Kenya’s technology rush gave hope that new ideas would help millions of Africans use their mobile phones to circumvent poor infrastructure, but local start-ups are failing to draw major investors or create profits.
Lack of talent, problems in attaining seed capital and ideas that cannot be sold to a mass market or easily monetized have so far held back hundreds of Kenyan start-ups.
Many were drawn to the tech sector by the Kenyan government’s push for a “digital future,” plentiful Western donor funding and foreign media coverage about “Africa’s Silicon Savannah.”
Photo: Reuters
“From co-founders of Facebook to the biggest tech funds you can find in Silicon Valley, they’ve all been here to look and they have all gone home shaking their heads,” said Nikolai Barnwell, a Nairobi-based director of 88mph, a tech seed fund.
His fund, which has seeded almost 20 companies in east Africa’s biggest economy, is taking a break from investing in Kenyan start-ups to focus on Nigeria, where he believes the tech ecosystem is more profit-focused and there is less “fluff.”
At least 70 percent of start-ups in Kenya are “not earning enough to maintain business and living expenses for a small team,” according to a “digital entrepreneurship” survey by GSMA, a global association of mobile operators.
Its survey contacted more than 230 start-ups across Kenya.
Major exceptions include Wananchi Group, one of east Africa’s biggest cable and Internet-based phone companies, which is valued at more than US$100 million. Another is Craft Silicon, a software firm believed to be worth tens of millions.
Safaricom, Kenya’s biggest telecoms firm, is a model of how technology can be used to financially include millions of people with mobile telephones, but without access to traditional infrastructure, such as the banks that are available to the wealthy or those living in cities.
Safaricom in 2007 pioneered its M-Pesa mobile money transfer technology, now used across Africa, Asia and Europe. It proved that money can be made from people who earn a few dollars a day. It generated revenues worth 27 billion Kenyan shillings (US$300 million) in the past financial year.
However, similar ideas to harness that economic power have been elusive.
Safaricom chief executive Bob Collymore has urged entrepreneurs to innovate to solve Africa’s inherent problems: access to water, healthcare and education.
“There’s no shortage of innovation, there’s just a shortage of useful innovation that meets need,” he said in a recent The Economist GE Look Ahead interview.
With mobile phone use nearing 80 percent, cheap data and soaring smartphone uptake, Kenya provides one of sub-Saharan Africa’s most appealing environments for tech entrepreneurs.
Kenyan farmers receive updates on the latest crop prices via text messages, while coffee-sipping urbanites can shop and hail taxis through smartphone apps.
However, critics say only a small percentage of Kenya’s 44 million people use these services.

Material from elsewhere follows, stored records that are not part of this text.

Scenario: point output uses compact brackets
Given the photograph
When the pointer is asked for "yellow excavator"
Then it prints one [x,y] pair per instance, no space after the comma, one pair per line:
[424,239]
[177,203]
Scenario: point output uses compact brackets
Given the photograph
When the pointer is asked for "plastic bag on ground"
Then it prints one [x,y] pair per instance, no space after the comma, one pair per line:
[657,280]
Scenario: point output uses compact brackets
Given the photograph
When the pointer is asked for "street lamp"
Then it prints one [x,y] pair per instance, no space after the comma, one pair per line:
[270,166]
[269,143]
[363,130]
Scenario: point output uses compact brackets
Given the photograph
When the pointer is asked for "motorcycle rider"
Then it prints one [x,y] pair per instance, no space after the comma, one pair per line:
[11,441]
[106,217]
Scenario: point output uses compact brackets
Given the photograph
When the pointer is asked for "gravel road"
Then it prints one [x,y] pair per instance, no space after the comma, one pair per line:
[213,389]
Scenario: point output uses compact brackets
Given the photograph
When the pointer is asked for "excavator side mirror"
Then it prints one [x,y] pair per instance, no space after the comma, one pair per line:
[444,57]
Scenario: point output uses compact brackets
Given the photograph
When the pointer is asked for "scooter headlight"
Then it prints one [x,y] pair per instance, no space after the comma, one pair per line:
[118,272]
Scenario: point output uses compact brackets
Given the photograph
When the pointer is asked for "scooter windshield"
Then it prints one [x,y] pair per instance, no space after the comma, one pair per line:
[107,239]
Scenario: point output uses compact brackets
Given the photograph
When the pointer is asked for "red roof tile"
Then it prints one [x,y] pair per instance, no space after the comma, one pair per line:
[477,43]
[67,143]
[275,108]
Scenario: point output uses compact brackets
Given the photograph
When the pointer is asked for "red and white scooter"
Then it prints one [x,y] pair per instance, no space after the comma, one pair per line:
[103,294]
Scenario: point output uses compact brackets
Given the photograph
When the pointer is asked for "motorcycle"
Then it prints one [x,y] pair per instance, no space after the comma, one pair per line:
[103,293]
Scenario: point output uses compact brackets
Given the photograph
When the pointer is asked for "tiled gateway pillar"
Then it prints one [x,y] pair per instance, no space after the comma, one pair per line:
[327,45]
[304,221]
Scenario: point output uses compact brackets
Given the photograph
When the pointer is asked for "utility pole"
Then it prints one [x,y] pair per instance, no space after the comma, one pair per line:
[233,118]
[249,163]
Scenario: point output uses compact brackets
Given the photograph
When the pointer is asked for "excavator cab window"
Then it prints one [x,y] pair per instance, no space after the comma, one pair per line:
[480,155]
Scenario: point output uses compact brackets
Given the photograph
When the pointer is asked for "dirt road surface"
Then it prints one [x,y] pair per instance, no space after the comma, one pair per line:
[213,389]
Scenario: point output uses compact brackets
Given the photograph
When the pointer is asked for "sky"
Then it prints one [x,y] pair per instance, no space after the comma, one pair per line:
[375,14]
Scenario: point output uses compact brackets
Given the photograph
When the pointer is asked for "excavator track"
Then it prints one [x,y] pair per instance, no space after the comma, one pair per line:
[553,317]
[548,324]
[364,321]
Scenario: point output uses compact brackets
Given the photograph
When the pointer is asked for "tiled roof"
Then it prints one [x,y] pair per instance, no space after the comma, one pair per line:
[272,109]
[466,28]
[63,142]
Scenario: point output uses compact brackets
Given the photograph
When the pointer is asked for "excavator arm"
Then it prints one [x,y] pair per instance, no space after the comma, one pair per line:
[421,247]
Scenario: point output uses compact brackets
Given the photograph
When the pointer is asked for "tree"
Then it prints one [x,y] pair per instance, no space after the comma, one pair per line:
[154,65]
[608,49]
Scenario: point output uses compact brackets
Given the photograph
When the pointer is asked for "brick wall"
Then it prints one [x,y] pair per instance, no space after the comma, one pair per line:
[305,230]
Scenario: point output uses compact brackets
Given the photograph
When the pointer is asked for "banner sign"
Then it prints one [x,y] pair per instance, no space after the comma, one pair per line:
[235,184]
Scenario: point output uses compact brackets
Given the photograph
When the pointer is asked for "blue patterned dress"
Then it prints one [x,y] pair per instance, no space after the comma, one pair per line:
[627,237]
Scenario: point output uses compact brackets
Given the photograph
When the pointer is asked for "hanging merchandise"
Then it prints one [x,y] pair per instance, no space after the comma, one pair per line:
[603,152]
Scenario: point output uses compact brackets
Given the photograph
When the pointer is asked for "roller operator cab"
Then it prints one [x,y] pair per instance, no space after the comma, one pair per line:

Forced to play catchup on development issues, engineers hope Africa can jump to the front of the technology revolution.
However, Barnwell said talent tends to move into real estate or banking, sectors which offer huge rewards with less risk, particularly since many African investors have little understanding of technology.
“Tech is very risky and there are so many other low-lying fruit for investment, why take the risk with tech?” said Dorothy Gordon, director-general of the Kofi Annan Centre of Excellence in ICT in Accra, Ghana.
Jeremy Gordon, founder of Nairobi-based Echo Mobile, said recruiting is tough and tech start-ups spend a large amount of capital on engineering talent.
“Equity is less attractive to engineers in Kenya when weighed against salary, which is not surprising given the nature of the start-up space, availability of funding and the Kenyan economy,” he said.
Mark Kaigwa, founder of Nairobi-based tech consultancy Nendo, said Kenyan techies broadly focus on the business-to-consumer market that grabs headlines, even though most of the profitable start-ups service the business-to-business segment.
“You have a swarm of developers who are looking at business-to-consumer apps, but with no roadmap,” Kaigwa said.
Shortage of investment, a perennial African problem, is another impediment. Early seed capital provided by the likes of 88mph and a handful of other funds is scarce, and with interest rates on Kenyan loans often topping 20 percent, bank debt is expensive.
It is a familiar problem for Echo Mobile’s Gordon, who is seeking to raise up to US$1 million for his cloud-based mass messaging platform, which is used in eight countries, including Sierra Leone, where IBM is conducting Ebola-related community research through it.
Rather than pitching to Kenya’s business elite, Echo Mobile is currently holding talks with US investors.
“East Africa hasn’t seen huge tech acquisitions or other types of exits, the events that make early stage investments truly pay off,” Gordon said.
However, there is hope. African economies continue to expand rapidly, Safaricom has launched super-fast 4G internet and 19 million Kenyans are expected to own smartphones by end of 2017.
“We will get another chance. People will come back when real money is ready to be made,” Barnwell said.